Peptide uptake in the ectomycorrhizal fungus Hebeloma cylindrosporum: characterization of two di- and tripeptide transporters (HcPTR2A and B).

Constraints on plant growth imposed by low availability of nitrogen are a characteristic feature of ecosystems dominated by ectomycorrhizal plants. Ectomycorrhizal fungi play a key role in the N nutrition of plants, allowing their host plants to access decomposition products of dead plant and animal materials. Ectomycorrhizal plants are thus able to compensate for the low availability of inorganic N in forest ecosystems. The capacity to take up peptides, as well as the transport mechanisms involved, were analysed in the ectomycorrhizal fungus Hebeloma cylindrosporum. The present study demonstrated that H. cylindrosporum mycelium was able to take up di- and tripeptides and use them as sole N source. Two peptide transporters (HcPTR2A and B) were isolated by yeast functional complementation using an H. cylindrosporum cDNA library, and were shown to mediate dipeptide uptake. Uptake capacities and expression regulation of both genes were analysed, indicating that HcPTR2A was involved in the high-efficiency peptide uptake under conditions of limited N availability, whereas HcPTR2B was expressed constitutively.

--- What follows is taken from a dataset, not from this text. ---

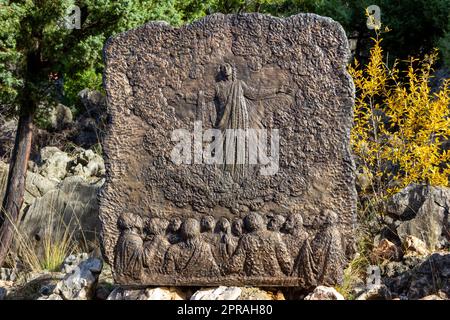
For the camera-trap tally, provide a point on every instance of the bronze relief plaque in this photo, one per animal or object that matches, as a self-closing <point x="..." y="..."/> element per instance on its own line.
<point x="227" y="153"/>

Characterization of a general amino acid permease from Hebeloma cylindrosporum.

Besides a role in phosphate supply, ectomycorrhizas play a crucial role in nitrogen nutrition of plants. The ectomycorrhizal association between Hebeloma cylindrosporum and Pinus pinaster serves as a model system accessible to molecular manipulation. Hebeloma mycelium is able to take up and use amino acids as the sole nitrogen source. Suppression cloning allowed identification of a Hebeloma transporter (HcGAP1) mediating histidine uptake. HcGAP1 mediates secondary active uptake of a wide spectrum of different amino acids. The secondary active transport mechanism together with the expression in hyphae, but not in mycorrhizas, indicate a role in uptake of organic nitrogen from the soil.